The students of grades 9 and 10 of Shree Bhagawati Secondary School in Kaski district displayed extraordinary innovative thinking by creating a functional solar water heater out of discarded waste materials like plastic bottles, hose pipes and plastic covers of instant noodles.
This project was initiated by the Science teacher, Gokul Prasad Sharma who in his words “was bored of his daily teaching routine” before he was nominated to participate in the British Council’s Connecting Classrooms’, Creativity and Imagination core skill training and was asked to conduct an action research. Taking his “boredom” as the problem to base his research on, he decided to do something different and engage his students in a project work based on the principle “Energy can neither be created nor destroyed but it can be transformed from one form to another form”. Simultaneously, he aimed to:
•develop the skills of creativity and imagination in them
•introduce the concept that waste could be managed to create something useful.
•encourage innovative thinking in them.
With the above objectives in mind, he got his students to embark on a project to harness solar power to heat water.
All he did was tell the students the materials that they’d use - plastic bottles, black polythene hose pipe and discarded packaging of instant noodles to build a solar heater. He didn’t tell them how but encouraged the students to engage in group discussions and brainstorming. The students considered many ideas and tested these before achieving their goal. The students did this by dividing themselves into groups, each with their own set of responsibilities on a deadline of 5 days.
The project was hugely successful and the students are immensely proud of their achievement. Most importantly, the project is a testament to the deeper learning that the core skills training advocates. In Gokul’s words, the students could relate the project with their daily lives where they came across challenges and learnt to overcome these challenges. The students also learnt about project planning and preparing reports.
Engaging the students in project-based learning and having the students complete a project successfully through their own ideas has given Gokul a new leash on his teaching and he is now motivated to try on new projects which he’ll base on the curriculum. He’s also planning to organize a science exhibition to display such projects.
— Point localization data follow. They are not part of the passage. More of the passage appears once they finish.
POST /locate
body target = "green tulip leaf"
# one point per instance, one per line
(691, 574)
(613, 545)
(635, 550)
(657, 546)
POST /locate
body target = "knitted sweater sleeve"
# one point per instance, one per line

A joint initiative between the British Council and the Foreign, Commonwealth & Development Office (FCDO), the Connecting Classrooms Project is designed to help young people develop the knowledge, skills and values to live and work in a globalised economy, and make a positive contribution locally and globally. The 3-day in-depth training on Creativity & Imagination, under the project’s teacher training strand, introduces to the teachers the pedagogical approaches for encouraging students’ creativity and the role of the teacher in promoting creativity in learning. The training also prepares the teachers to plan for creativity in their school and choosing a focus for their action plan for implementation when they go back to their school.